HAPPY BIRTHDAY RODNEY! Hope you have a great day!!
Cheers!!!

Reactions: Agree 1


----------



## Foot Patrol (Nov 26, 2014)

Happy Birthday Big Guy!!!!


----------



## Sprung (Nov 26, 2014)

Happy Birthday, Rodney!


----------



## shadetree_1 (Nov 26, 2014)

Have a good day my friend!


----------



## SENC (Nov 26, 2014)

Back-to-back turkey days in your house! Happy Birthday!

Reactions: Agree 1


----------



## Mike1950 (Nov 26, 2014)

Happy birthday


----------



## eaglea1 (Nov 26, 2014)

Happy Happy Happy Birthday!


----------



## Kevin (Nov 26, 2014)

Happy birthday - 54 dang you trying to catch up to me. In 1960 I was over twice your age now you're only a year and a half behind me.
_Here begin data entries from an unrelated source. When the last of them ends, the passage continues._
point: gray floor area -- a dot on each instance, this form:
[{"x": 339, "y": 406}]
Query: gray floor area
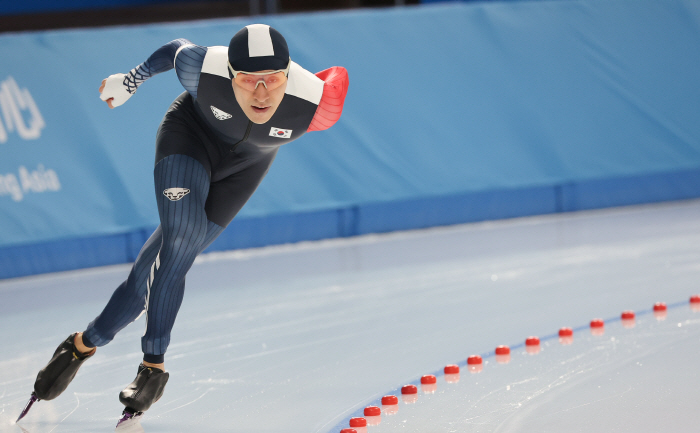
[{"x": 299, "y": 338}]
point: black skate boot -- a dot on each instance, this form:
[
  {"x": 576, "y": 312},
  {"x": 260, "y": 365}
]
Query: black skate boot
[
  {"x": 55, "y": 377},
  {"x": 145, "y": 390}
]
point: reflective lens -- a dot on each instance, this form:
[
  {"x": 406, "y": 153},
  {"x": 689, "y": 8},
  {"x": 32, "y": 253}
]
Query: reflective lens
[{"x": 252, "y": 81}]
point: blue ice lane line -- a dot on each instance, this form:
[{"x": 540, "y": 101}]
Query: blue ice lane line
[{"x": 438, "y": 373}]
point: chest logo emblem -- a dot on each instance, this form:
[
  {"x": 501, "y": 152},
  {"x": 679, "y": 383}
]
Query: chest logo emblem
[
  {"x": 280, "y": 133},
  {"x": 219, "y": 114},
  {"x": 175, "y": 194}
]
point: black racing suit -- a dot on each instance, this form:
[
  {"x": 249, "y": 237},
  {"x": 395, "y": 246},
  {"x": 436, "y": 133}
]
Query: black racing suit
[{"x": 210, "y": 158}]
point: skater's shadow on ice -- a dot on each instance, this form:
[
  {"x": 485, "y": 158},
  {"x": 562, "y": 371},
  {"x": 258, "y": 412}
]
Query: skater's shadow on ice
[{"x": 130, "y": 426}]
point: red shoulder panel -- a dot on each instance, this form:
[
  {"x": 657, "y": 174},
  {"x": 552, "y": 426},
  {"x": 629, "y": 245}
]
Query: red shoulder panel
[{"x": 331, "y": 106}]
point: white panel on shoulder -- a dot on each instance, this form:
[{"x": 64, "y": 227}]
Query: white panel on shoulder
[
  {"x": 303, "y": 84},
  {"x": 216, "y": 61},
  {"x": 178, "y": 52}
]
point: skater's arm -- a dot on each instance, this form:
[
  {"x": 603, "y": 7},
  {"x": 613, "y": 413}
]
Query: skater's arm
[
  {"x": 118, "y": 88},
  {"x": 335, "y": 87},
  {"x": 160, "y": 61}
]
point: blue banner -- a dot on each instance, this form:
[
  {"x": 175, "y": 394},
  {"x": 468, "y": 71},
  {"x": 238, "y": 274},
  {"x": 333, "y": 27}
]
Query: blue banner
[{"x": 456, "y": 112}]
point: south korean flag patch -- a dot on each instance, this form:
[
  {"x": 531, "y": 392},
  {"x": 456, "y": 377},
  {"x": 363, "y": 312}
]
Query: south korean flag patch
[{"x": 280, "y": 133}]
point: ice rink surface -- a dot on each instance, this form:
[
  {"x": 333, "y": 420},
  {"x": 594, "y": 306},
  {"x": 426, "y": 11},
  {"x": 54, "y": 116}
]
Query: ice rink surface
[{"x": 300, "y": 338}]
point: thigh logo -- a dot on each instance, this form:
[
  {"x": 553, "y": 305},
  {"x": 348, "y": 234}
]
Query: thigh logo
[
  {"x": 175, "y": 194},
  {"x": 16, "y": 105}
]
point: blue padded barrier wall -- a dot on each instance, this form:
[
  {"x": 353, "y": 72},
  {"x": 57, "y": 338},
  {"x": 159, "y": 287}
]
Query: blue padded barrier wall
[{"x": 456, "y": 112}]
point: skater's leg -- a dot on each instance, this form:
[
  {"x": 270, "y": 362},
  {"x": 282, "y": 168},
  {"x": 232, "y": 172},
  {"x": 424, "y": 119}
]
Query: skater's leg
[
  {"x": 128, "y": 301},
  {"x": 182, "y": 185}
]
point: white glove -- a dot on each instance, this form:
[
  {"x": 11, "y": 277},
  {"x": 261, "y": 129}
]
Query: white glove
[{"x": 115, "y": 90}]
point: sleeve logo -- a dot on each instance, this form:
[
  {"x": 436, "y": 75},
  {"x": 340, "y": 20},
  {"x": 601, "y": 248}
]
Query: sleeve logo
[
  {"x": 280, "y": 133},
  {"x": 219, "y": 114},
  {"x": 175, "y": 194}
]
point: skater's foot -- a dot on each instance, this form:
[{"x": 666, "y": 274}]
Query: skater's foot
[
  {"x": 80, "y": 347},
  {"x": 54, "y": 378},
  {"x": 160, "y": 366},
  {"x": 145, "y": 390}
]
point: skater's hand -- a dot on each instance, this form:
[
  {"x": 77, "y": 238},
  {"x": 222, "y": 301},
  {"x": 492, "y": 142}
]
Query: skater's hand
[{"x": 113, "y": 91}]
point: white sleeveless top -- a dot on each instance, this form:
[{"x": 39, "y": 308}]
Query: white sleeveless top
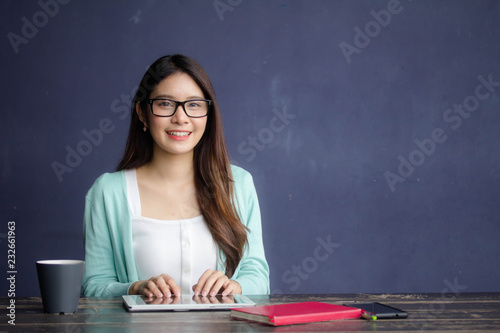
[{"x": 183, "y": 249}]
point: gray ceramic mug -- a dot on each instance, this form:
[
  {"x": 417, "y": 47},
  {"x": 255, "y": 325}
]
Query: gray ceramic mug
[{"x": 60, "y": 284}]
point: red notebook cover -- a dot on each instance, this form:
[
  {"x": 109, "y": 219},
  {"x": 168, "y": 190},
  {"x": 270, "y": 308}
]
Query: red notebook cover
[{"x": 295, "y": 313}]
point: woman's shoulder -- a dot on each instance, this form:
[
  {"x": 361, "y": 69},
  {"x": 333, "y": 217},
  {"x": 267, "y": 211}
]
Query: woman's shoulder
[
  {"x": 108, "y": 183},
  {"x": 240, "y": 175}
]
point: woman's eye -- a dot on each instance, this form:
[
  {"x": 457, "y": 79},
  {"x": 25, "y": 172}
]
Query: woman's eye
[{"x": 165, "y": 104}]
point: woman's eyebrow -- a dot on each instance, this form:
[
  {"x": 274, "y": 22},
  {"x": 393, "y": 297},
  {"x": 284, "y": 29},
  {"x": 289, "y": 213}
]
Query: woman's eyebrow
[{"x": 172, "y": 97}]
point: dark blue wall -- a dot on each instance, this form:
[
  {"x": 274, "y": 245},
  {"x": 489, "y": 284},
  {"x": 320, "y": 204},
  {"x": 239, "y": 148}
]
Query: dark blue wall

Reactions: Agree 1 | Funny 2


----------



## Bigdrowdy1 (Nov 26, 2014)

guys I appreciate it. Up here looking for deer summer sausage still walking around!!
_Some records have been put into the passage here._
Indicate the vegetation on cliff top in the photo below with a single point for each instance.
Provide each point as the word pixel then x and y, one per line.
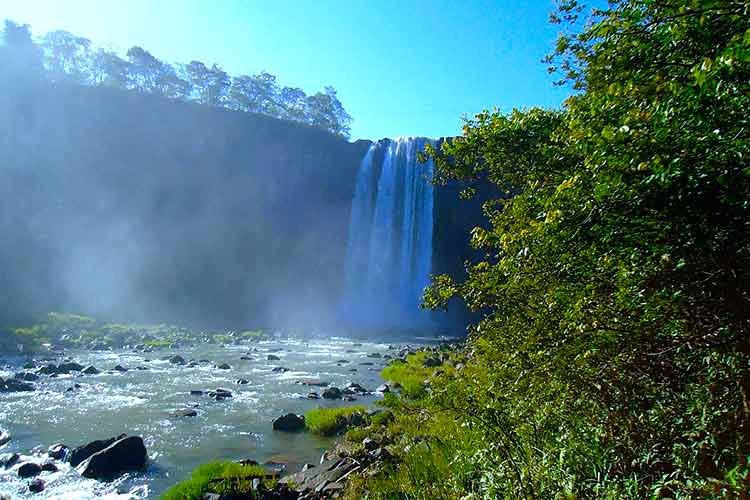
pixel 62 57
pixel 612 359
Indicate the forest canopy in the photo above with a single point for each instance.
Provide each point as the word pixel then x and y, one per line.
pixel 62 57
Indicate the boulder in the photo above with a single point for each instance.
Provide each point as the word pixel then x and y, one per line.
pixel 36 486
pixel 177 360
pixel 289 423
pixel 58 451
pixel 126 454
pixel 186 412
pixel 332 393
pixel 49 467
pixel 81 453
pixel 26 376
pixel 29 469
pixel 15 385
pixel 8 460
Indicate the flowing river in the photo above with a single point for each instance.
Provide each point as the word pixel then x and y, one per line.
pixel 139 402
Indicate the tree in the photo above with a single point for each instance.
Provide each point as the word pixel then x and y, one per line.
pixel 615 282
pixel 68 56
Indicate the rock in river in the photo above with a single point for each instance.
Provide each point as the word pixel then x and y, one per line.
pixel 83 452
pixel 127 454
pixel 29 469
pixel 289 423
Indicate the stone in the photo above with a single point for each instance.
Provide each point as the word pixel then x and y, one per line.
pixel 26 376
pixel 81 453
pixel 186 412
pixel 289 423
pixel 49 467
pixel 29 469
pixel 58 451
pixel 126 454
pixel 8 460
pixel 332 393
pixel 36 486
pixel 177 360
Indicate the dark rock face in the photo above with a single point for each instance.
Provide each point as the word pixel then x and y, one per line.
pixel 36 486
pixel 58 451
pixel 177 360
pixel 15 385
pixel 29 469
pixel 8 460
pixel 81 453
pixel 186 412
pixel 127 454
pixel 332 393
pixel 289 423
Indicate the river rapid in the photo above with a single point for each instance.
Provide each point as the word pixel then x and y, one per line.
pixel 139 402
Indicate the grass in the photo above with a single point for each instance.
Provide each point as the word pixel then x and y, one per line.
pixel 236 479
pixel 411 374
pixel 331 421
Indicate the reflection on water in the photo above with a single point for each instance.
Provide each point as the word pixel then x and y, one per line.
pixel 138 402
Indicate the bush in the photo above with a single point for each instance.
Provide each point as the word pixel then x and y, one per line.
pixel 332 421
pixel 216 477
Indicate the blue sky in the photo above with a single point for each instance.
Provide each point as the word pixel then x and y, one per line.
pixel 400 67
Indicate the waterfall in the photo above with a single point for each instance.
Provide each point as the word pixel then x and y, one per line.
pixel 389 251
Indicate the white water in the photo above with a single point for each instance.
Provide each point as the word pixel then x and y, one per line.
pixel 389 254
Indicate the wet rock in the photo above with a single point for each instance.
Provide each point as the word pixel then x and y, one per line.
pixel 58 451
pixel 370 444
pixel 49 467
pixel 29 469
pixel 15 385
pixel 8 460
pixel 36 486
pixel 177 360
pixel 81 453
pixel 127 454
pixel 332 393
pixel 186 412
pixel 289 423
pixel 26 376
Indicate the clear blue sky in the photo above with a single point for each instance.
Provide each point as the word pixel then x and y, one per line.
pixel 401 67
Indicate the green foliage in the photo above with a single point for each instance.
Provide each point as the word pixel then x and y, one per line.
pixel 612 359
pixel 332 421
pixel 224 478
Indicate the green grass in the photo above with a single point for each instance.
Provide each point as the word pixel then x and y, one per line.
pixel 238 479
pixel 330 421
pixel 411 374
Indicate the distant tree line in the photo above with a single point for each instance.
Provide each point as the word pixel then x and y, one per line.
pixel 61 56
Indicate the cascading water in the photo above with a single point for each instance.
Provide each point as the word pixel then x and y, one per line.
pixel 389 253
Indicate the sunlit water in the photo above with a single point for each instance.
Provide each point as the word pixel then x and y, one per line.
pixel 139 402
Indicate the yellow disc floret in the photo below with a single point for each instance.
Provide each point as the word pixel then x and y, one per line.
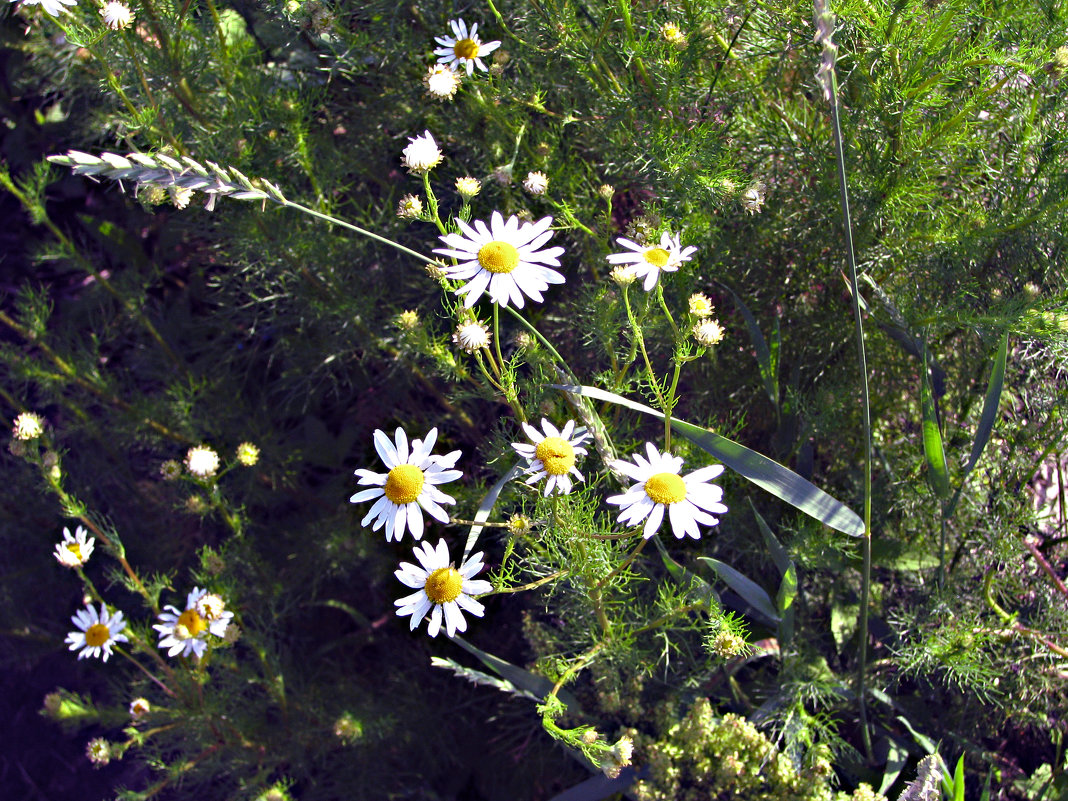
pixel 443 585
pixel 665 488
pixel 404 484
pixel 97 634
pixel 498 256
pixel 466 48
pixel 556 454
pixel 657 256
pixel 191 622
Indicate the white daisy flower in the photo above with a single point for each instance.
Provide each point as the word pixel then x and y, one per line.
pixel 97 631
pixel 28 425
pixel 421 155
pixel 116 15
pixel 536 183
pixel 471 336
pixel 688 499
pixel 186 632
pixel 464 49
pixel 552 455
pixel 51 6
pixel 409 485
pixel 202 461
pixel 441 81
pixel 502 258
pixel 648 261
pixel 74 551
pixel 443 591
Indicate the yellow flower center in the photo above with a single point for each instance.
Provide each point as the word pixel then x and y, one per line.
pixel 498 256
pixel 97 634
pixel 665 488
pixel 443 584
pixel 191 622
pixel 404 484
pixel 466 48
pixel 657 256
pixel 556 454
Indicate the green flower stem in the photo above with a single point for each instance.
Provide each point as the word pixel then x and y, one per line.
pixel 635 329
pixel 865 410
Reactions: Like 2 | Way Cool 1


----------



## ironman123 (Nov 26, 2014)

Happy Birthday Rodney. Good luck on the birthday buck and summer sausage.


----------



## woodtickgreg (Nov 26, 2014)

Happy birthday sir and good luck with the hunt.


----------



## Molokai (Nov 26, 2014)

Happy birthday !


----------



## David Seaba (Nov 26, 2014)

Happy birthday! !!!


----------



## davduckman2010 (Nov 26, 2014)

Bigdrowdy1 said:


> guys I appreciate it. Up here looking for deer summer sausage still walking around!!
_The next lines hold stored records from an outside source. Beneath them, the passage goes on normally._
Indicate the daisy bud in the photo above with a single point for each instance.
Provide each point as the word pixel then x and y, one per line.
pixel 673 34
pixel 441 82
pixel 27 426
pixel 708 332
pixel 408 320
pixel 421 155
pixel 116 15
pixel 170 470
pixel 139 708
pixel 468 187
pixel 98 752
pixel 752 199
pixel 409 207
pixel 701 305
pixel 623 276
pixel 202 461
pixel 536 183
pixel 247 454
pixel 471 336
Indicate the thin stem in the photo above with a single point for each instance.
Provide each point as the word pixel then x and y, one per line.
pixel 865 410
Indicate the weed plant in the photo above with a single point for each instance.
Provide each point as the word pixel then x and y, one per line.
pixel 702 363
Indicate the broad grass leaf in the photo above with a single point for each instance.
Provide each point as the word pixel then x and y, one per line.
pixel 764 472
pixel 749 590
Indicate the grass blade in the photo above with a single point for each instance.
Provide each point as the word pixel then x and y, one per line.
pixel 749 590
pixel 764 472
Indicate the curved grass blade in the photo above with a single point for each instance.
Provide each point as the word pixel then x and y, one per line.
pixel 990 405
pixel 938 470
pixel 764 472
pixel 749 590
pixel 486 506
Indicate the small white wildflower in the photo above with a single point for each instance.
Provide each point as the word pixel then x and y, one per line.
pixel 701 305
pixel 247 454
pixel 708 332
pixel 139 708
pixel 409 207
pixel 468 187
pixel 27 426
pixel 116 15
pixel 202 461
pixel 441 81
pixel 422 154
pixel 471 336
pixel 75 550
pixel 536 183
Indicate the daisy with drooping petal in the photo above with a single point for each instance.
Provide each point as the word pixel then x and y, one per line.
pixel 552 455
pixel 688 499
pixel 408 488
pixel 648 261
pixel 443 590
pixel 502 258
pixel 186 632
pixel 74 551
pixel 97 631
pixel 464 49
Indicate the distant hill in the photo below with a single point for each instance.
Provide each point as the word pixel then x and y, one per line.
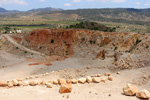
pixel 120 15
pixel 2 10
pixel 45 9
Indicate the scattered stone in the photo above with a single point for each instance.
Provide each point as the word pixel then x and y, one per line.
pixel 48 84
pixel 3 84
pixel 55 82
pixel 15 82
pixel 96 79
pixel 25 83
pixel 82 80
pixel 74 81
pixel 69 81
pixel 33 83
pixel 67 96
pixel 144 94
pixel 103 79
pixel 89 79
pixel 20 83
pixel 98 75
pixel 107 74
pixel 65 88
pixel 43 83
pixel 31 77
pixel 110 78
pixel 130 90
pixel 36 76
pixel 61 81
pixel 10 84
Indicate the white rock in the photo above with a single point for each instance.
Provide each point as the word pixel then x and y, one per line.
pixel 48 84
pixel 110 78
pixel 144 94
pixel 33 83
pixel 25 83
pixel 103 79
pixel 82 80
pixel 15 82
pixel 74 81
pixel 89 79
pixel 96 79
pixel 130 90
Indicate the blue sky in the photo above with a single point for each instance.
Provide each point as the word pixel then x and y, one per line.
pixel 72 4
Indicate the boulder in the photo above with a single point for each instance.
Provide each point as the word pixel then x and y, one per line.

me to rodney keep passing up lots of bucks this week gun season starts monday. geting picky in my old age happy birthday bud


----------



## Tony (Nov 26, 2014)

Happy Birthday Rodney! Why don't you celebrate by eating a crap-ton of food tomorrow?!?


----------



## Schroedc (Nov 27, 2014)

Happy birthday!


----------



## woodintyuuu (Nov 27, 2014)

Bigdrowdy1 said:


> guys I appreciate it. Up here looking for deer summer sausage still walking around!!


yummy yummy hope the deer blind birthday was great for you


----------



## NYWoodturner (Nov 28, 2014)

Happy Birthday Rodney. Best of luck on the hunt.

Reactions: Funny 1


----------



## Bigdrowdy1 (Nov 29, 2014)

Thank everyone again. Its been challenging this year 4 inches plus of rain opening day but there will be more sausage for Christmas treats . Thanks to Dad!!

Reactions: Like 1


----------



## Kevin (Nov 29, 2014)

Rodney I'm just thankful that cold spell didn't last. At least we've had a good fall break into December I hope I am swatting mosquitos on Christmas day like in the past. I doubt it but I'm hoping. 

Sounds like your dad nailed one?


----------



## Bigdrowdy1 (Nov 29, 2014)

Dad got both deer. That is all we ever take. Never shoot more than we need. No trophies just good eating deer. Suppose to be near 80 today with temps in low 40,s monday and Tuesday. I was just watching 4 deer in the front pasture with one 8 point buck, a young 4 point and 2 does less than 100 yards from the front door.

Reactions: Like 2 | Way Cool 1


----------